Se habla de las incertidumbres de la economía. Pues no es verdad. Pocas incertidumbres. La mayoría de los problemas que denuncian desde hace años los economistas alternativos se cumplen con una exactitud matemática. Vicenç Navarro y Juan Torres nos avisan en su nuevo libro de la próxima batalla de los políticos y los economistas neoliberales contra el sistema estatal de pensiones. El pensamiento oficial insistirá en el discurso catastrofista de una sociedad que se hace vieja, que no cuenta con trabajadores suficientes para sostener las pensiones y que debe suscribir cuanto antes fondos privados para asegurar el futuro.
Juan Torres y Vicenç Navarro cambian de conversación. Conviene defenderse de la especulación privada que pretende quedarse con una parte significativa del ahorro de los trabajadores para dedicarla a su propio beneficio. En sus manos peligra el futuro.
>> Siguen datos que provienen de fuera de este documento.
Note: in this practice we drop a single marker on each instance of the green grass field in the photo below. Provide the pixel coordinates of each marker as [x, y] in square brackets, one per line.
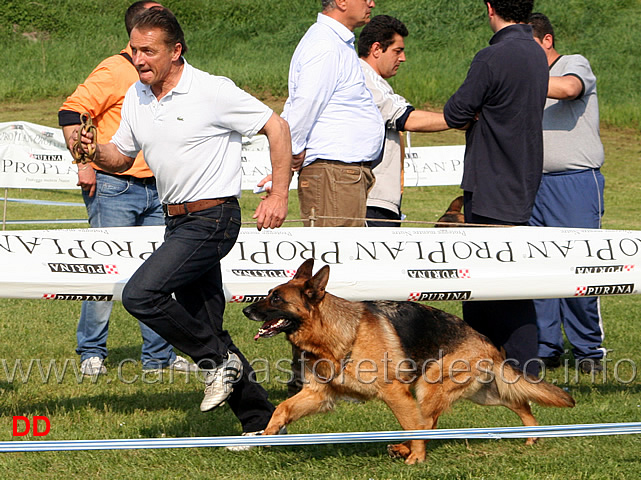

Y ese peligro podemos sentarlo en nuestra mesa para discutir con él de tú a tú. Hablar de dinero no es ya de mala educación, sino un acto de legítima defensa.
Hablar de dinero ya no es de mala educación. En los bares, en las plazas, en las mesas familiares, en las tertulias, en las gradas de los campos de fútbol, en las puertas de los colegios y los teatros, en la cola del supermercado y en las salas de espera de los hospitales, con el taxista y con el camarero, con el médico y con los enfermos, con los profesores y los alumnos, con los jubilados y los parados, hablamos mucho de economía.